12. namaria ◴[] No.43697719[source]
They have more data in English than Spanish. LLMs don't know or reason or follow instructions. They merely render text continuations that are coherent with the expectations you set when prompting. The fact that they are not able to sustain the illusion in languages with less available training data than English should make that clear.
replies(1): >>43699837 #
13. numpad0 ◴[] No.43697883{3}[source]
The modern Standard Chinese language is almost syntactically "identical" to English, for some reason. French was direct ancestor to medieval British language that came to be the modern English.

My point is, those language pairs aren't random examples. Chinese isn't something completely foreign and new thing when it comes to difference between it and English.

14. shaky-carrousel ◴[] No.43699837{3}[source]
> They have more data in English than Spanish.

Yep, that there seems like the definition of knowing. Don't worry, your humanity isn't at risk.

replies(1): >>43701737 #
15. namaria ◴[] No.43701737{4}[source]
No, mental models matter. This has nothing to do with AGI doomerism.

Knowing implies reasoning. LLMs don't "know" things. These statistical models continuate text. Having a mental model that they "know" things, that they can "reason" or "follow instructions" is driving all sorts of poor decisions.

Software has an abstraction fetish. So much of the material available for learners is riddled with analogies and "you don't need to know that" attitude. That is counter productive and I think having accurate mental models matters.

replies(2): >>43701833 #>>43710415 #
16. ako ◴[] No.43701754{3}[source]
Sounds like it is capable of thinking in abstract concepts instead of words that are related/connected? So that training material in different languages would all add to knowledge on the same concepts?

It is like a student in school that is really brilliant in learning by heart, and repeating the words it studied, but not understanding the concept versus a student that actually understands the topic and can reason about the concepts.

17. petesergeant ◴[] No.43701833{5}[source]
> Knowing implies reasoning

That's not really clear-cut, that's simply a position you're taking.

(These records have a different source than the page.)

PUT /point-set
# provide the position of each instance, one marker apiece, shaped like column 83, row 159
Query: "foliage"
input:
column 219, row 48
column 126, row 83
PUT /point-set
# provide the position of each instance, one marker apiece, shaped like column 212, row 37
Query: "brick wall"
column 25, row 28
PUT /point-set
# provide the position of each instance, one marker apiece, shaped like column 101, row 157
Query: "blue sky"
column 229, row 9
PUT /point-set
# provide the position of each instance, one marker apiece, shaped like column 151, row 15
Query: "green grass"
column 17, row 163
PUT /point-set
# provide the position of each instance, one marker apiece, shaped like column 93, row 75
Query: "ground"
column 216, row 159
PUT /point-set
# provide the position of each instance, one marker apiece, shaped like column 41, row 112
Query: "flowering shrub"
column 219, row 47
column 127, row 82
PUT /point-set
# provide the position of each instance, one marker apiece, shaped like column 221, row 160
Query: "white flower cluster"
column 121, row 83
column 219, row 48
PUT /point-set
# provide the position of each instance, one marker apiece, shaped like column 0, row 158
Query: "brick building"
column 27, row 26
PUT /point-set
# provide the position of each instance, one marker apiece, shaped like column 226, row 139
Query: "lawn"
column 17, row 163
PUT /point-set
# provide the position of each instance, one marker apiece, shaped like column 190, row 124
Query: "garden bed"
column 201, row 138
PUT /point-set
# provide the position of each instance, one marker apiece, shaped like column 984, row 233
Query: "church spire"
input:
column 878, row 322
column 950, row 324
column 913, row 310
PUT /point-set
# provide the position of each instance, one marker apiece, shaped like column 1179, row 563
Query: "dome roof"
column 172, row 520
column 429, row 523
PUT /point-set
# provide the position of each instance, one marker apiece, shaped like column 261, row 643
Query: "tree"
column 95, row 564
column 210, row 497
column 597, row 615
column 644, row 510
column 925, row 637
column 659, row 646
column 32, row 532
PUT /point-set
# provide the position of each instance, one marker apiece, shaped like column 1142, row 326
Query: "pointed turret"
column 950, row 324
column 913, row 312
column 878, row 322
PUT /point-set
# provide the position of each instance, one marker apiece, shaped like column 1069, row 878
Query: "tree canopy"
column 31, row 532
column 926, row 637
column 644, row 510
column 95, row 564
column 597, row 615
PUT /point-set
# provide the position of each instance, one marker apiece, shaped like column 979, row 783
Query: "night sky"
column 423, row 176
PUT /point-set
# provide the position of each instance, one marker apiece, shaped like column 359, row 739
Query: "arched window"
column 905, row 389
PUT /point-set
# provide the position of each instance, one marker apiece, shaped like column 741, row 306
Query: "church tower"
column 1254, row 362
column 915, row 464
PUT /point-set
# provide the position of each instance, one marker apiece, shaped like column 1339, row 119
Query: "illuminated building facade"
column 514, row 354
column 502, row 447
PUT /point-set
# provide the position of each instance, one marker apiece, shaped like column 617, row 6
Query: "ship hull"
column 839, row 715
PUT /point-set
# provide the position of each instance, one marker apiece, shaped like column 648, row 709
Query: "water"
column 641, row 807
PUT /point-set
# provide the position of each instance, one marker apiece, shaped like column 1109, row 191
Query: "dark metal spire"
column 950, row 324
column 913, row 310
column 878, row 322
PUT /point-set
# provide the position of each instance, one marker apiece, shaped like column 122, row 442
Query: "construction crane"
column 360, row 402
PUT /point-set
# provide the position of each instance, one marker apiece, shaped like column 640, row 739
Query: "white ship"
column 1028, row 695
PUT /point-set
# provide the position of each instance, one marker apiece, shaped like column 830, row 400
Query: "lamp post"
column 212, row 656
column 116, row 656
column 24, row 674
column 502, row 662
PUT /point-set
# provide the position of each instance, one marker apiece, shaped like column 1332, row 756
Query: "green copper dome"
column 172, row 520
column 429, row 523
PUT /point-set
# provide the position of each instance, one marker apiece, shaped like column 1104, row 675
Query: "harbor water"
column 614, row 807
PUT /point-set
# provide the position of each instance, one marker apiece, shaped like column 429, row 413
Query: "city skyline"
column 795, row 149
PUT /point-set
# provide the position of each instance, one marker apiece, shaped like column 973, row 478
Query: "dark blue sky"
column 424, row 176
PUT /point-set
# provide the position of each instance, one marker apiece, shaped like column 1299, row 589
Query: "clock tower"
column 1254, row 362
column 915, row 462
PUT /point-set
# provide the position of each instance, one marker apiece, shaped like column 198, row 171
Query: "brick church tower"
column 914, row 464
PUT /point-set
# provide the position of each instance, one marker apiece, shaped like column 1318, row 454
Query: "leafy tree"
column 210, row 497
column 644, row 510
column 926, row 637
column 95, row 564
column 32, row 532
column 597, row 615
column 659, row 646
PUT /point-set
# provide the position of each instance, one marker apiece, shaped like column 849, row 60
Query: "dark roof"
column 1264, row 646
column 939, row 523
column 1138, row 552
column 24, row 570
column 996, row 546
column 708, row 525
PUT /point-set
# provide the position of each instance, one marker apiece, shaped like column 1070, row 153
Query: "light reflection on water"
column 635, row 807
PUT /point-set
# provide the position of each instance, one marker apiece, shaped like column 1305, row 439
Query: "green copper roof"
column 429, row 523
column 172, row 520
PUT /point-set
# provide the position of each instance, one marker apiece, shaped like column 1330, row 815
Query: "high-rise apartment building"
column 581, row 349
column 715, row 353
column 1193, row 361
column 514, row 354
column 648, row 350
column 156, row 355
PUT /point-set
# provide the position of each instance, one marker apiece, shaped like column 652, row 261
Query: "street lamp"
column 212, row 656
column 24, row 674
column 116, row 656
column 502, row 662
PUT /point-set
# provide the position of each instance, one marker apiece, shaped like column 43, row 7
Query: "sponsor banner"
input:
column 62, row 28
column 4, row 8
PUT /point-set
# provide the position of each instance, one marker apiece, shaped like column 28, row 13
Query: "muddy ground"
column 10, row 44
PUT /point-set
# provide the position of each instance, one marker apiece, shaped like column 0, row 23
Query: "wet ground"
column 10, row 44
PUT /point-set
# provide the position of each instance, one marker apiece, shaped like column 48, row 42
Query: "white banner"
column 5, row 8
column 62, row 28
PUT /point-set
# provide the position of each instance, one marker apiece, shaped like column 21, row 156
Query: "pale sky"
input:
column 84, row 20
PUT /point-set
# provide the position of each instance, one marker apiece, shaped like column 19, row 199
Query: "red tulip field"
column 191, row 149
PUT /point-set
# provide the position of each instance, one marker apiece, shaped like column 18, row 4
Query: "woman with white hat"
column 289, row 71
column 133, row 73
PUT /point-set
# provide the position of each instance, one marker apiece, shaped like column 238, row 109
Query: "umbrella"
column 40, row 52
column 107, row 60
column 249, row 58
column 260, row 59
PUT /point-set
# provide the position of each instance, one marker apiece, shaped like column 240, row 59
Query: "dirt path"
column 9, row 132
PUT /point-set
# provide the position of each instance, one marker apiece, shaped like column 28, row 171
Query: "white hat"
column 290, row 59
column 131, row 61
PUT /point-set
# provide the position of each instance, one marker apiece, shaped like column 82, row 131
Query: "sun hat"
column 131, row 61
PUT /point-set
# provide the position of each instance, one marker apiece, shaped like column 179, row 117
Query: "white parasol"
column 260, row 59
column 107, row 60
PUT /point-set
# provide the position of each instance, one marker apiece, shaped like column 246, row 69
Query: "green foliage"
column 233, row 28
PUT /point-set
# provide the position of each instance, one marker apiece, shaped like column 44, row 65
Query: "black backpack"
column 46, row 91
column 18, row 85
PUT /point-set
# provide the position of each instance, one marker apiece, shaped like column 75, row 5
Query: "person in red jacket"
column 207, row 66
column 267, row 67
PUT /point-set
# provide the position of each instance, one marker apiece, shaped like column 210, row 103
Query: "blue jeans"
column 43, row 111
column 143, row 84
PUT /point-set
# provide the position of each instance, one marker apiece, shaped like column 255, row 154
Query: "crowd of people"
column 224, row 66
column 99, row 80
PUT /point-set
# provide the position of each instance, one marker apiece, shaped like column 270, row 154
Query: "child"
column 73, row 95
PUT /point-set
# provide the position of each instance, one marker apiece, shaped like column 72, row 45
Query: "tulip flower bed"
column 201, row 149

JTB could (I reckon) say that a model's "knowledge" is justified by the training process and reward functions.

> LLMs don't "know" things. These statistical models continuate text.

I don't think it's clear to anyone at this point whether or not the steps taken before token selection (eg: the journey through their dimensional knowledge space provided by attention) are close to or far from how our own thought processes work, but the description of LLMs as "simply" continuating text reduces them to their outputs. From my perspective, as someone on the other side of a text-based web-app from you, you also are an entity that simply continuates text.

You have no way of knowing whether this comment was written by a sentient entity -- with thoughts and agency -- or an LLM.

18. shaky-carrousel ◴[] No.43710415{5}[source]
I have to disagree. We've been using "knowing" for programs for decades without requiring it to imply reasoning. Just because the output now looks more realistic doesn't mean we need to suddenly get philosophical about it. That shift says more about us than about the software.

And while accurate mental models can help in certain contexts, they're not always necessary. I don't need a detailed model of how my OS handles file operations to use it effectively. A high-level understanding is usually enough. Insisting on deep internal accuracy in every case seems more like gatekeeping than good practice.